Unfortunately, that wasn't the end of the bag dilemma(s) as when we arrived in Ethiopia and were clearing customs, about 2/3 of our group made it to the parking lot but the remainder of us were detained. It quickly became apparent that their reasons for why we were being detained were changing. They wanted to go through each and every bag and inspect our donations. We seemed to be at a standstill for quite some time. Eventually, (oh about 4-5 hours later) they did go through our bags and determined that we would need to pay tax on some select items (mostly new soccer balls, etc.). Eventually we were released (after paying what our guide Maste taught us was "skin tax") and made our way to our home away from home. I wish that I could describe to you what driving/riding in a car on the streets of Ethiopia is like. It was an adventure each and every day. There aren't many driving laws, road signs or traffic lights. I'm not sure if I saw one single stop sign the entire time. There is a lot of honking and what seemed to us like many close calls. It takes 2 years to receive your drivers license in ET and there are rarely (or so we were told) traffic accidents. It was always exciting as not only are the drivers dodging other cars and pedestrians but there is also livestock randomly wandering in and around the streets.

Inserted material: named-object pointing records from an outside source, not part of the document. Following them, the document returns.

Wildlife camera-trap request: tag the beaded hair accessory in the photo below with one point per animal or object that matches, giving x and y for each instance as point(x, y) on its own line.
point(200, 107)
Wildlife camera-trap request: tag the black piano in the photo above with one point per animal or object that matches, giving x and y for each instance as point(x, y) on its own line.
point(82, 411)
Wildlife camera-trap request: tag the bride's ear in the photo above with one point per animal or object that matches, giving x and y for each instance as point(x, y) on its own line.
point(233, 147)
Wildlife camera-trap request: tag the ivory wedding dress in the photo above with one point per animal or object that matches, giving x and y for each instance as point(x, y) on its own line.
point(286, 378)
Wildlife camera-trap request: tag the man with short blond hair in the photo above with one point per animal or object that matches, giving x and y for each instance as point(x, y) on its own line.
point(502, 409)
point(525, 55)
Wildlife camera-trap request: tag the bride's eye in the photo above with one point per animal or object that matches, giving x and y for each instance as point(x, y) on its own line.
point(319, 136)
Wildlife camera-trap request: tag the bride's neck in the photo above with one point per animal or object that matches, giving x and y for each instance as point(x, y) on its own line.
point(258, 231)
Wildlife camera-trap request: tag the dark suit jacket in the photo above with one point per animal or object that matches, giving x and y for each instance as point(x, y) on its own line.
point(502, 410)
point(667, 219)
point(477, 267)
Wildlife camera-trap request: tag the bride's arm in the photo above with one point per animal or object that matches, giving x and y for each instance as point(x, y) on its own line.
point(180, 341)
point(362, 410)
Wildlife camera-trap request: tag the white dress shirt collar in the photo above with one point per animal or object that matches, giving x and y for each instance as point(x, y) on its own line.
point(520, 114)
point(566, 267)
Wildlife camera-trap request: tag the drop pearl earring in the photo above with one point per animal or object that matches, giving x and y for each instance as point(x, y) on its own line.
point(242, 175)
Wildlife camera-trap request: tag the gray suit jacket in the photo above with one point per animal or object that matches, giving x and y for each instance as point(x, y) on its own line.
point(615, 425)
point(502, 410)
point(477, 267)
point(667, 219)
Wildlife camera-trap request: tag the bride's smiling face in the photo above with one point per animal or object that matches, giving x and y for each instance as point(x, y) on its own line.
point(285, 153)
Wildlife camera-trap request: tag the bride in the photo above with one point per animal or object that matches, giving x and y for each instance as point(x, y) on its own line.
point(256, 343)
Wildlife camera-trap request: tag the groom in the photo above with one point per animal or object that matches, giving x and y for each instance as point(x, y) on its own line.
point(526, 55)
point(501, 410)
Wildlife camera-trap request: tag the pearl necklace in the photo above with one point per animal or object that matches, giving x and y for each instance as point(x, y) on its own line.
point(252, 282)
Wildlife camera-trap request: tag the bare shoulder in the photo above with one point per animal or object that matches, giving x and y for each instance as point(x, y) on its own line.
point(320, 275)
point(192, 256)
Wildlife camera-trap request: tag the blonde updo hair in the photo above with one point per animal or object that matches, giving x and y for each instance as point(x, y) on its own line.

This delay caused us to miss what was to have been our first orphanage visit but it allowed us to get settled into the Ethiopian Guest Home for the evening and get a decent night's rest. It also gave us time to get to know the neighborhood kids who were congregating outside of the guest home gates. Almost all of these children are in school and speak great English. They loved playing with the iPads, throwing frisbee and playing soccer. They were loyal to our group all week....hanging out each morning when we got up and again in the afternoon/evenings when we returned to the guest house.